# The biggest Disney Mistery has been solved.



## uziel5000

So, like any parent of toddlers, I have been watching Mickey Mouse Clubhouse religously for some time now and the age old question came popping into mind...


What exactly is Goofy??!! Well folks I have figured it out. The mistery is over.

Goofy is indeed, a bull. Yes, a bull. Allow me to explain:

All the other characters, (in Mickey Mouse Clubhouse at least) are accounted for except for Goofy but, if Mickey is with Minnie and Donald with Daisy, who's with Goofy? Clarabelle. What is she? A cow!!!
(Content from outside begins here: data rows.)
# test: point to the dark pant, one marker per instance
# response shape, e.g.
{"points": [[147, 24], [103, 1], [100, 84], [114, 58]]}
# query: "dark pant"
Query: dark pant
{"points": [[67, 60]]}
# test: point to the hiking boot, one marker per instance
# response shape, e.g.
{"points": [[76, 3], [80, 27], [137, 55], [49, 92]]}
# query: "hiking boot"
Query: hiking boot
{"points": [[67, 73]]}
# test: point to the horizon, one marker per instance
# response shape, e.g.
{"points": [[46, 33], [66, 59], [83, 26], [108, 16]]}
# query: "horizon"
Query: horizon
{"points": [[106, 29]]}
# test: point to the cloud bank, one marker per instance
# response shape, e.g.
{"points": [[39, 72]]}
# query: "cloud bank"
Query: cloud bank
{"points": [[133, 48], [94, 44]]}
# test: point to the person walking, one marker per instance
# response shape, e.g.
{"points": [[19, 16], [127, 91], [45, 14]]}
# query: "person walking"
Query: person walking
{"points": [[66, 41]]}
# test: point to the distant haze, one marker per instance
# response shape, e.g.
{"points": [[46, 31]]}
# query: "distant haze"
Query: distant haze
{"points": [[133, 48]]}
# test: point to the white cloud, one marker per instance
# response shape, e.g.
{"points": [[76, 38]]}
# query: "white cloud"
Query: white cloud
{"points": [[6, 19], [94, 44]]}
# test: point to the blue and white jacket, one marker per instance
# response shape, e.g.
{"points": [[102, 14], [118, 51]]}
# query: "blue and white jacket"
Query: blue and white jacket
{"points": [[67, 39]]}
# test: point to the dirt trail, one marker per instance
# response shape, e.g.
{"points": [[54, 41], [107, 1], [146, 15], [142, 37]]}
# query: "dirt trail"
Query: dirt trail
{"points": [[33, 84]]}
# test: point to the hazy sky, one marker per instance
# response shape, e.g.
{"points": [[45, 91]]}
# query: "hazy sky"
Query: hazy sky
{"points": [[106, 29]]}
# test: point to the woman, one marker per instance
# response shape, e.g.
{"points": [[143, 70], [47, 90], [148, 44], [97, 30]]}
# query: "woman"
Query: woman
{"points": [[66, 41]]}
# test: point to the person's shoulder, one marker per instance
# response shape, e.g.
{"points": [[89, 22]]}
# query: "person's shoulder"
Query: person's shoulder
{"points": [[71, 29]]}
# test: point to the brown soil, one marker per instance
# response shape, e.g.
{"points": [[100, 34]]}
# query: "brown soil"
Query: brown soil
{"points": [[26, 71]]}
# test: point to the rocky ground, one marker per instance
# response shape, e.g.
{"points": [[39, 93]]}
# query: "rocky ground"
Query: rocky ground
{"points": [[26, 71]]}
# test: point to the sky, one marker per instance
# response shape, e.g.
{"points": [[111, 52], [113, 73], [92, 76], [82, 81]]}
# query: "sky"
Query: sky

Therefore, Goofy, by default, is a bull.


----------



## Babbletrish

uziel5000 said:


> So, like any parent of toddlers, I have been watching Mickey Mouse Clubhouse religously for some time now and the age old question came popping into mind...
> 
> 
> What exactly is Goofy??!! Well folks I have figured it out. The mistery is over.
> 
> Goofy is indeed, a bull. Yes, a bull. Allow me to explain:
> 
> All the other characters, (in Mickey Mouse Clubhouse at least) are accounted for except for Goofy but, if Mickey is with Minnie and Donald with Daisy, who's with Goofy? Clarabelle. What is she? A cow!!!
> 
> Therefore, Goofy, by default, is a bull.



I may need to produce some disturbing fanart based on this theory.  

(If true, than Goofy is one strange looking bovine...)


----------



## Queenofspoons

What kind of substance was this guess made on? 

I don't think will ever find out what Goofy really is.


----------



## figment_jii

Err, I always thought Goofy was a dog.  After all, he first appeared as "Dippy Dawg" and was later renamed Goofy.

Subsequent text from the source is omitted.